He was drawn to the sea. At age 20, he joined the French Navy and began navigating on the surface of the water. In 1936, a colleague lent him a pair of underwater goggles, and his fascination became limitless. The colorful life on the seabed, unknown to ordinary mortals, seemed to come from another, previously invisible world. Knowing that this hidden world made up two-thirds of the earth’s surface, he developed a plan to dedicate his life to oceanography.

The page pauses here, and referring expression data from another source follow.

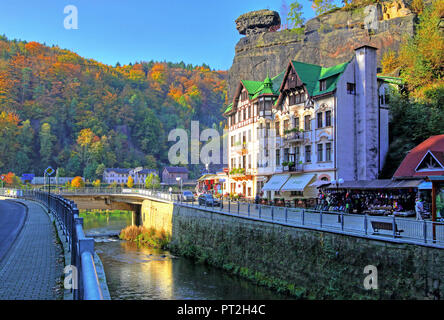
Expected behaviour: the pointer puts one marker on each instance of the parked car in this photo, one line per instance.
(208, 200)
(187, 196)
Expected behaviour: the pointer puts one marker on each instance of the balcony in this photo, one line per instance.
(292, 167)
(239, 148)
(294, 136)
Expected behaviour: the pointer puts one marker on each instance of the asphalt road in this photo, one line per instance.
(12, 218)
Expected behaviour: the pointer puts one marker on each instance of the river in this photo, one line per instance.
(135, 273)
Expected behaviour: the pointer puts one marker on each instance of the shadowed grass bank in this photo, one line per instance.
(146, 236)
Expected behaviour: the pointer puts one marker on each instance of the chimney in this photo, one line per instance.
(367, 112)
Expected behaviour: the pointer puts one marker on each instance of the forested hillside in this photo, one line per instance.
(79, 115)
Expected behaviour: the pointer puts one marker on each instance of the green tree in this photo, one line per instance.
(295, 20)
(414, 121)
(152, 181)
(322, 6)
(421, 56)
(100, 169)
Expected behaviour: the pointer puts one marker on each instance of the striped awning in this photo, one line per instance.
(297, 182)
(276, 182)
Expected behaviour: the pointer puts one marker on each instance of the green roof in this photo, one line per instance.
(251, 86)
(229, 108)
(269, 86)
(311, 74)
(393, 80)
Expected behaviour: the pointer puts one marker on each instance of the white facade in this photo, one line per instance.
(337, 134)
(120, 176)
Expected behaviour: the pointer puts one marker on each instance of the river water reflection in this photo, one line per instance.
(149, 274)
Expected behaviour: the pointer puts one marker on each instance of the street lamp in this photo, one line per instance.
(337, 183)
(180, 179)
(136, 175)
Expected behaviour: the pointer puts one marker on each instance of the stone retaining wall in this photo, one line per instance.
(305, 263)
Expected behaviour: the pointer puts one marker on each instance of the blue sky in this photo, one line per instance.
(110, 31)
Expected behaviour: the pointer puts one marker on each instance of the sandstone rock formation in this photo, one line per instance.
(258, 22)
(327, 40)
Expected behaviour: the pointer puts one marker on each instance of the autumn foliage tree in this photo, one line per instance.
(130, 182)
(78, 182)
(59, 109)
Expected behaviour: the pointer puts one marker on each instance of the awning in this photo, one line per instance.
(208, 177)
(297, 182)
(403, 184)
(276, 182)
(376, 184)
(319, 183)
(425, 186)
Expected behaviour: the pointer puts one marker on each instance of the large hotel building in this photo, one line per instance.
(307, 126)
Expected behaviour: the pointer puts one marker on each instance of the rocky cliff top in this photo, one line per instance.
(258, 22)
(327, 40)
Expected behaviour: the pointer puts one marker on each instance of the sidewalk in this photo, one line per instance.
(32, 269)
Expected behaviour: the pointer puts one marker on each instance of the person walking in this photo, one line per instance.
(419, 208)
(257, 200)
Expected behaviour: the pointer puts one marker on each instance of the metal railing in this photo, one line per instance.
(422, 232)
(81, 248)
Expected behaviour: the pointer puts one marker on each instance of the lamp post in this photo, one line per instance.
(180, 179)
(136, 175)
(337, 183)
(49, 171)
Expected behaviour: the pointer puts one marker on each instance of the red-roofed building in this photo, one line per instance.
(426, 159)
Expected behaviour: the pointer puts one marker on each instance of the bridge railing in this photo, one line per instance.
(413, 231)
(85, 285)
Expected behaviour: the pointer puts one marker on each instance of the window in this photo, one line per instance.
(307, 153)
(328, 118)
(320, 152)
(328, 151)
(296, 123)
(291, 100)
(286, 152)
(286, 124)
(319, 117)
(351, 88)
(297, 154)
(307, 123)
(297, 99)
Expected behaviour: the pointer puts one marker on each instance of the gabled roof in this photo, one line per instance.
(311, 74)
(434, 145)
(176, 169)
(251, 86)
(269, 87)
(393, 80)
(229, 108)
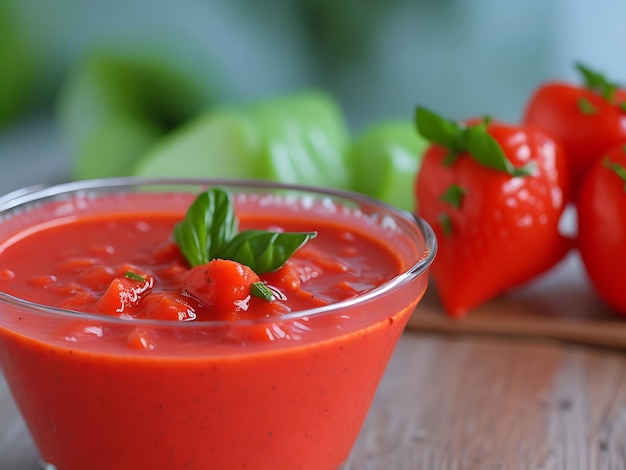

Thus began the career of the man with the red cap. He became an explorer, inventor, scientist, adventurer, and film director. With his ship, the Calypso, he traveled all the world’s oceans. He was able to see the infinite beauty and the fragility of marine ecosystems with his own eyes and share it with many people. His entire life has been a multi-award-winning cinematic, literary, and technical production. His documentary The World of Silence was awarded the Palme d’Or at the Cannes Film Festival. He was also an inventor: new diving suits, mini-submarines, and waterproof cameras.
The 1992 Earth Summit in Rio brought together politicians and celebrities, such as Jane Fonda and the Dalai Lama, but the big star was undoubtedly our man in the red cap. The marine researcher and environmentalist, also known as “Captain Planet,” had come to call on politicians to guarantee future generations the right to an unpolluted planet. He succeeded in collecting nine million signatures and in 1997, UNESCO adopted a declaration on the responsibility of present generations towards future generations.
This is how Jacques-Yves Cousteau (1910-1997), better known as “Commandant Cousteau,” a passionate lover of the sea, learned to explore this “world of silence,” to listen to it, and finally, to enable it to speak.